KALSELMAJU.COM, MARTAPURA – Polisi berhasil mengamankan tujuh dari delapan tersangka pengeroyokan yang mengakibatkan satu orang korban meninggal dunia dan terluka parah. Peristiwa sadis itu terjadi di Jalan Damai, Desa Sungai Sipai, Kecamatan Martapura, Banjar, Sabtu (2/8) kemarin.
Para tersangka masing-masing berinisial KS (28), AH (45), MG (40), AR (26), AT (27), HN (29) dan SAR (27). Sedangkan LI (32) masih dalam pencarian alias DPO.
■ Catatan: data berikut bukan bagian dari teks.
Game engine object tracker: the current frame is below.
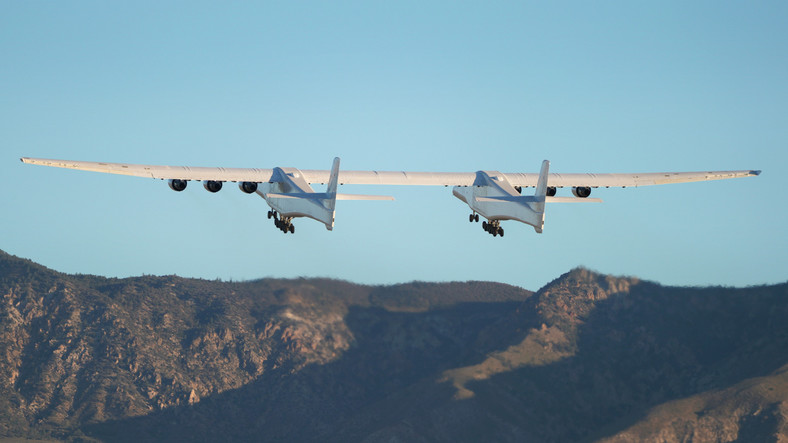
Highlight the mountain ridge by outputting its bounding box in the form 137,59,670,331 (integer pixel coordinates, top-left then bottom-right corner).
0,251,788,441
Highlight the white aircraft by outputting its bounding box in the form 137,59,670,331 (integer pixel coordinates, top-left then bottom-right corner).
20,157,761,237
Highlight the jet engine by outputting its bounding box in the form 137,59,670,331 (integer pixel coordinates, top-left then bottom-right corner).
167,178,187,192
202,180,222,192
572,186,591,198
238,182,257,194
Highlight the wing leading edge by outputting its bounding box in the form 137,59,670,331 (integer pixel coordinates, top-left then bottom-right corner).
20,157,761,236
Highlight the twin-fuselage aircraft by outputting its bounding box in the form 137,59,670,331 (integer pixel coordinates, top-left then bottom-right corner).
21,157,761,237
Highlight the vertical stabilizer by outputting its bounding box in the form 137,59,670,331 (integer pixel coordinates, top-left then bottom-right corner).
534,160,550,197
323,157,339,231
326,157,339,196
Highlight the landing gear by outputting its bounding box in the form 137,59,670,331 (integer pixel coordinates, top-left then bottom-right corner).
482,220,503,237
268,211,295,234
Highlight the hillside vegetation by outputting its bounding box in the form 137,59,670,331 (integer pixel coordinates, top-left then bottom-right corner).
0,252,788,442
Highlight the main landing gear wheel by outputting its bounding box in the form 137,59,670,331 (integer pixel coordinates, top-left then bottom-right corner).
268,211,295,234
482,220,503,237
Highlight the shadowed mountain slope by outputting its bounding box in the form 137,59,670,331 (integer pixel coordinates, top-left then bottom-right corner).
0,253,788,441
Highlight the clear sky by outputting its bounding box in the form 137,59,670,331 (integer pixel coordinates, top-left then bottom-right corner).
0,1,788,290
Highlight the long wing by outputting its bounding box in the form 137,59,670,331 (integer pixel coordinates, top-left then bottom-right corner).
16,157,761,188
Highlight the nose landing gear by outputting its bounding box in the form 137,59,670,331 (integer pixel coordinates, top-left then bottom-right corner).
482,220,503,237
268,211,295,234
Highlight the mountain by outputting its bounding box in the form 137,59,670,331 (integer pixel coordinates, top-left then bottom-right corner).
0,252,788,442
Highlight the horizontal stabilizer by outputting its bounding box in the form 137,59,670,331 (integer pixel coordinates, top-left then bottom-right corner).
266,192,394,200
476,195,602,203
337,194,394,201
544,197,602,203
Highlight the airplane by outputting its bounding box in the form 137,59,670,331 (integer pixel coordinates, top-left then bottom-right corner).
20,157,761,237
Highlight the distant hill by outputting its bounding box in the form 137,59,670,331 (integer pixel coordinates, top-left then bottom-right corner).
0,252,788,442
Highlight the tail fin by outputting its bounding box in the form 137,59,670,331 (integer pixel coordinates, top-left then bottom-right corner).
534,160,550,197
323,157,339,231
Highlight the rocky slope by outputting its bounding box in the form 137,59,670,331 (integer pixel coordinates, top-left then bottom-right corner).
0,253,788,442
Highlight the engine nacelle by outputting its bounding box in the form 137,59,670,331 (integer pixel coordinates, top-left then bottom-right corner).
572,186,591,198
238,182,257,194
167,178,187,192
202,180,222,192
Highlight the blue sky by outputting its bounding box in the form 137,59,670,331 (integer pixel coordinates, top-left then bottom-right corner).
0,1,788,290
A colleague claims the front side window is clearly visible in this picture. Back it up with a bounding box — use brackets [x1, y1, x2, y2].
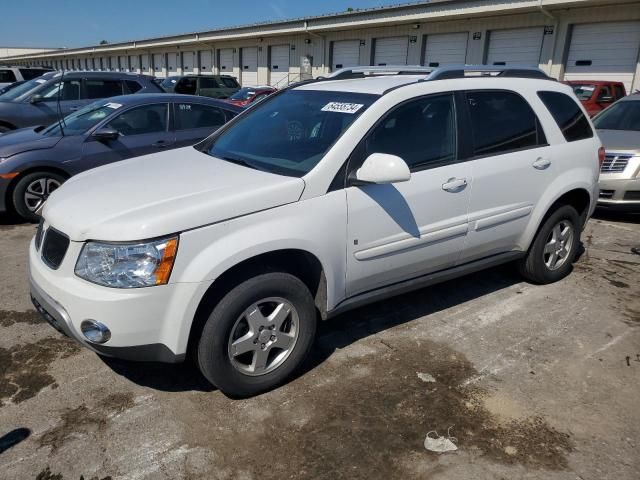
[593, 100, 640, 132]
[42, 100, 122, 137]
[35, 80, 80, 102]
[203, 90, 378, 177]
[107, 103, 167, 136]
[175, 103, 226, 130]
[538, 92, 593, 142]
[466, 90, 546, 156]
[366, 94, 456, 169]
[85, 78, 122, 98]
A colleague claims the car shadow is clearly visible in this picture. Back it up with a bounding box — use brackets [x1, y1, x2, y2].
[100, 264, 522, 392]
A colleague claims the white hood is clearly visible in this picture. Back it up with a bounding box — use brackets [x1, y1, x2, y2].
[42, 147, 304, 241]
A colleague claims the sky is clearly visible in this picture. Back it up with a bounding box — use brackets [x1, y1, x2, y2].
[0, 0, 407, 48]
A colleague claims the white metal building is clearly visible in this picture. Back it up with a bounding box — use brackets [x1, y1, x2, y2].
[3, 0, 640, 90]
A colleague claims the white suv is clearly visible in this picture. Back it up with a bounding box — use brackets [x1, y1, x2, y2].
[30, 67, 604, 397]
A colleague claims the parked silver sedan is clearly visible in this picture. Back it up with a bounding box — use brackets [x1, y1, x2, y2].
[593, 93, 640, 212]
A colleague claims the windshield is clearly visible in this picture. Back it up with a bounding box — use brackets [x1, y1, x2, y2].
[0, 78, 47, 101]
[571, 84, 596, 100]
[208, 90, 378, 177]
[229, 88, 256, 100]
[41, 100, 122, 137]
[593, 100, 640, 132]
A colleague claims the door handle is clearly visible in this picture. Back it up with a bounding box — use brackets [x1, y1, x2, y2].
[442, 177, 467, 192]
[533, 157, 551, 170]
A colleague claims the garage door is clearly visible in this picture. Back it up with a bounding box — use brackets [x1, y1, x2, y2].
[218, 48, 233, 75]
[331, 40, 360, 70]
[485, 27, 544, 67]
[153, 53, 164, 75]
[423, 32, 469, 67]
[182, 52, 196, 74]
[129, 55, 140, 73]
[373, 37, 409, 66]
[240, 47, 258, 87]
[564, 22, 640, 92]
[199, 50, 213, 73]
[140, 53, 151, 73]
[167, 52, 178, 76]
[269, 45, 290, 88]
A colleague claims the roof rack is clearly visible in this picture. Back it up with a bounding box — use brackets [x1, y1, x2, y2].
[321, 65, 553, 81]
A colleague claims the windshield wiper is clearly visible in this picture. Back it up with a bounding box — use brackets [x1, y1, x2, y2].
[221, 156, 259, 170]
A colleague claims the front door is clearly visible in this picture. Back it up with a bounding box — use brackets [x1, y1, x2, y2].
[347, 94, 472, 296]
[82, 103, 175, 169]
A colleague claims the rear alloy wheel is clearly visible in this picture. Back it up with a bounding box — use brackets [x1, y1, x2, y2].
[13, 172, 65, 222]
[197, 272, 316, 397]
[518, 205, 581, 284]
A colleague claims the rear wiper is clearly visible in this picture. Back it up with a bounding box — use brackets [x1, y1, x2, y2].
[222, 157, 258, 170]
Dari kedelapan tersangka itu, empat laki-laki dan empat perempuan. Adapun korban berinisial MN (24) dan AS (31) yang merupakan buruh harian lepas.
AS meninggal dunia. Sedangka MN terluka parah. Pengeroyokan itu bermula dari kesalahpahaman dalam komunikasi via aplikasi “hijau” (MiChat).
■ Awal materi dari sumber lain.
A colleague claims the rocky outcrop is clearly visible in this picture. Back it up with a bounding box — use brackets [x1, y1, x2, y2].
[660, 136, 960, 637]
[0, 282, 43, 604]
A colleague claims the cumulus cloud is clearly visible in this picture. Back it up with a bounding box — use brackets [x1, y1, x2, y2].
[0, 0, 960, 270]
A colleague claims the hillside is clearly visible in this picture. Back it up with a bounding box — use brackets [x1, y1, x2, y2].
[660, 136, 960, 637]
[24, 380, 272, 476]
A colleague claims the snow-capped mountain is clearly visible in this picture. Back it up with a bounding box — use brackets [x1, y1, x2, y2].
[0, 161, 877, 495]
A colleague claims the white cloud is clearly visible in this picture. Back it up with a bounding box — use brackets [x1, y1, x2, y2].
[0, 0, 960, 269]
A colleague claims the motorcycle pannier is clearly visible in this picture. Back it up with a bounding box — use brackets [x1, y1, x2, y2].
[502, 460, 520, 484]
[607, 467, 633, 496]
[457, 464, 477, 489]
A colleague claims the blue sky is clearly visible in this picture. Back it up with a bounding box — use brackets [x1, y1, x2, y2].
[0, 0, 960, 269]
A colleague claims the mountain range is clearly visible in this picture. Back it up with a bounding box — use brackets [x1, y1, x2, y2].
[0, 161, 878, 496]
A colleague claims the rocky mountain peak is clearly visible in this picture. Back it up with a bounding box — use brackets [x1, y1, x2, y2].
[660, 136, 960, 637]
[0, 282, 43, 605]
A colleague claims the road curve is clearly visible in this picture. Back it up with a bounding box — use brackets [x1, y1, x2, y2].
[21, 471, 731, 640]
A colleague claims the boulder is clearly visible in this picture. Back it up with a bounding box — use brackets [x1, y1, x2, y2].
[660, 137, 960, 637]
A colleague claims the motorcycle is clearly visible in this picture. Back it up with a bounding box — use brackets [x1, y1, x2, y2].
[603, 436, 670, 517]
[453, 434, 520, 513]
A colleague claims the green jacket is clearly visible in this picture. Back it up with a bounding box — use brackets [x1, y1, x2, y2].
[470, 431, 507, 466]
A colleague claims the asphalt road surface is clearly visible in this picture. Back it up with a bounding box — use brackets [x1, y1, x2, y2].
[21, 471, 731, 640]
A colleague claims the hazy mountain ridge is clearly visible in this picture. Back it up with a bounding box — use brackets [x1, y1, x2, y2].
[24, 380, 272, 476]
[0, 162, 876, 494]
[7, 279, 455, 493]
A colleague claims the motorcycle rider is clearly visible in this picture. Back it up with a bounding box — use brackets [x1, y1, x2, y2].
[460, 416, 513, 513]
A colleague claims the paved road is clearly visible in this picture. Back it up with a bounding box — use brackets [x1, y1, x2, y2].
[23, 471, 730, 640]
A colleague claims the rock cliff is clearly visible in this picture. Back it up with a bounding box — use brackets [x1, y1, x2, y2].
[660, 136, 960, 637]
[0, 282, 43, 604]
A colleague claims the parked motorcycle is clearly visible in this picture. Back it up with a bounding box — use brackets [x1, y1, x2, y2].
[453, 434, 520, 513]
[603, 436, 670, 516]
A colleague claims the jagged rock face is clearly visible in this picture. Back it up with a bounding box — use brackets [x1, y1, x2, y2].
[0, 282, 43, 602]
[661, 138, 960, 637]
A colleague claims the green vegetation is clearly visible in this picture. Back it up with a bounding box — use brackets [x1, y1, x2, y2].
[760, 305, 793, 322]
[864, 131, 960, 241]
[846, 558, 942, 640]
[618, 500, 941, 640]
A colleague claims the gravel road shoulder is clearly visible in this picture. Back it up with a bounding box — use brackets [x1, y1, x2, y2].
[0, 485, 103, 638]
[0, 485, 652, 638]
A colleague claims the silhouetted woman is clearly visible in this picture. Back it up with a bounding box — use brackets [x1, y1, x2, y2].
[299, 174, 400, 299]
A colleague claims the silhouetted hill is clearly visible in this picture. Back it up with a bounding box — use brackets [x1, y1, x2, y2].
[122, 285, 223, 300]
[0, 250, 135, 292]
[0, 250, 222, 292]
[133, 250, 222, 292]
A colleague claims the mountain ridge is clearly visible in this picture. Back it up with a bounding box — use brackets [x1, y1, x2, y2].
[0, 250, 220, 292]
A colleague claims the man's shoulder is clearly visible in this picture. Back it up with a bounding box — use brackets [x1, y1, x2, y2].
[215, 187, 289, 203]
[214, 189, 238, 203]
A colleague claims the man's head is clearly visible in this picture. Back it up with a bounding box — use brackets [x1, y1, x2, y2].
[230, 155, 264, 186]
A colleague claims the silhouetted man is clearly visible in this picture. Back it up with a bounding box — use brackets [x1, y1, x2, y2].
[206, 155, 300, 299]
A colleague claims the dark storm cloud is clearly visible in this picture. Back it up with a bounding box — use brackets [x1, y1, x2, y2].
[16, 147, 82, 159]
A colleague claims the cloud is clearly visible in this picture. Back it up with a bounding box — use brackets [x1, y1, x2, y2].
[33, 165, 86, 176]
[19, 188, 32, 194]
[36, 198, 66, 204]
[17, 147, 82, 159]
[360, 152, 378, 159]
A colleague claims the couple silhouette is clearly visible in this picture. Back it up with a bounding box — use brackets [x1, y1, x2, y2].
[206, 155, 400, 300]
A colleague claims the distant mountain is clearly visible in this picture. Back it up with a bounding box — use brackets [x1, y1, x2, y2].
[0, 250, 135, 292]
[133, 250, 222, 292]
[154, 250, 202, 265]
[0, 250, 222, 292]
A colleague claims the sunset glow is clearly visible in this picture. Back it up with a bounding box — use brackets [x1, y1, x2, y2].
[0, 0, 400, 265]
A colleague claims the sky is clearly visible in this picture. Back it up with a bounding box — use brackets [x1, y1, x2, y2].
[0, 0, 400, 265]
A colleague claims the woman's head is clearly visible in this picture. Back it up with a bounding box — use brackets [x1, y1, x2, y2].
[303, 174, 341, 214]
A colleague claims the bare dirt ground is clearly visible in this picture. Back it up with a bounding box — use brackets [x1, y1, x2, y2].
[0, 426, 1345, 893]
Awalnya NJ (teman korban MN dan AS), berkomunikasi lewat aplikasi hijau dengan salah satu pelaku dan bertemu di sebuah rumah di Sungai Sipai. Namun ia memerasnya.
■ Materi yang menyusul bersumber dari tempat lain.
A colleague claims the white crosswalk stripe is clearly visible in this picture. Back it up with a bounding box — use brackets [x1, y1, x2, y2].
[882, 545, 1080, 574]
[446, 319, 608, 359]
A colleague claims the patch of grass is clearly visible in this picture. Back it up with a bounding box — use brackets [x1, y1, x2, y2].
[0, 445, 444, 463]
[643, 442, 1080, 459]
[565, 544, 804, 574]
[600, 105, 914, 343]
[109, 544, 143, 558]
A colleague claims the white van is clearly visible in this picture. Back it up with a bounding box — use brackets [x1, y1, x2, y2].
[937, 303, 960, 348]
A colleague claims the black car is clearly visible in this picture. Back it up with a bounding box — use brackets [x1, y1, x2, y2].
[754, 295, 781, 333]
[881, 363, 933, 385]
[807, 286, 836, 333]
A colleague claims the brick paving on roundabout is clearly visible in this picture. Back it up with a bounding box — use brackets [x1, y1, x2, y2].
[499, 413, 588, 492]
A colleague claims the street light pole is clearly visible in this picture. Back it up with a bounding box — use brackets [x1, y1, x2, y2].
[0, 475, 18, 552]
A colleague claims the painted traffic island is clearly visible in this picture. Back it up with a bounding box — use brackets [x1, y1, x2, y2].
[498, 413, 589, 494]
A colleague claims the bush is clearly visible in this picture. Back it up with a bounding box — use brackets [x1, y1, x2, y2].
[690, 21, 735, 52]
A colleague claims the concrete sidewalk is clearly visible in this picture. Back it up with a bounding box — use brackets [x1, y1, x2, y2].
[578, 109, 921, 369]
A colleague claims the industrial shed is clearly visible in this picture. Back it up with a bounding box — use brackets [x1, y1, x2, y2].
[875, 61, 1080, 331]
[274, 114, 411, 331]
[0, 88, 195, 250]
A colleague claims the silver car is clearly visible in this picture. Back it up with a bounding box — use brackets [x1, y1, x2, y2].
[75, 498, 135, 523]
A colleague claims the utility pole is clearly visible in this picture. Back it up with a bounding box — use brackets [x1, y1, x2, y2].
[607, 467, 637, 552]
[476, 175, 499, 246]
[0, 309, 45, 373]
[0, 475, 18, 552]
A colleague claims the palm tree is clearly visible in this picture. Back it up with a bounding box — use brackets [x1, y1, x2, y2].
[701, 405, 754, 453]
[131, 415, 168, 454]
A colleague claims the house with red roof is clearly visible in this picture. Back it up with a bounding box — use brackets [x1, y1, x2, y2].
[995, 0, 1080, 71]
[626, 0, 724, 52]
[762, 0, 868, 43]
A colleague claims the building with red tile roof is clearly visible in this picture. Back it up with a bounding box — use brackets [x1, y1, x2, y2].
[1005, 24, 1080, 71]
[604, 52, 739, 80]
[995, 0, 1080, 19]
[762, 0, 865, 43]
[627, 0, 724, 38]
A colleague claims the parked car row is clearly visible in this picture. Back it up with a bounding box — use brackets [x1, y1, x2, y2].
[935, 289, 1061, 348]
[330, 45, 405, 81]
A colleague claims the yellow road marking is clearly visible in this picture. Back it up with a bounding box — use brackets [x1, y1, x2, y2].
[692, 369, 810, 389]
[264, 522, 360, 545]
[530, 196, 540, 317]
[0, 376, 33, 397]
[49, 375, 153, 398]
NJ pun pulang. Beberapa saat kemudian ia kembali bersama AS dan MN ke rumah tersebut. Konfrontasi pun terjadi dan memicu keributan.
Kapolres Banjar, AKBP Fadli mengatakan, para pelaku melakukan pengeroyokan menggunakan balok kayu dan tangan kosong hingga kedua korban terkapar. Adapun NJ sempat kabur. Sedangkan AS meninggal dunia dan MN terluka parah.
“Kami juga mengamankan barang bukti berupa empat batang balok kayu, pakaian korban dan pelaku, jaket, celana dan kaos yang dikenakan saat kejadian,” katanya saat jumpa pers di Mapolres Banjar, Selasa (5/8) pagi.
Atas perbuatannya, para pelaku dijerat Pasal 170 ayat (2) ke-3 KUHP dengan ancaman maksimal 12 tahun penjara.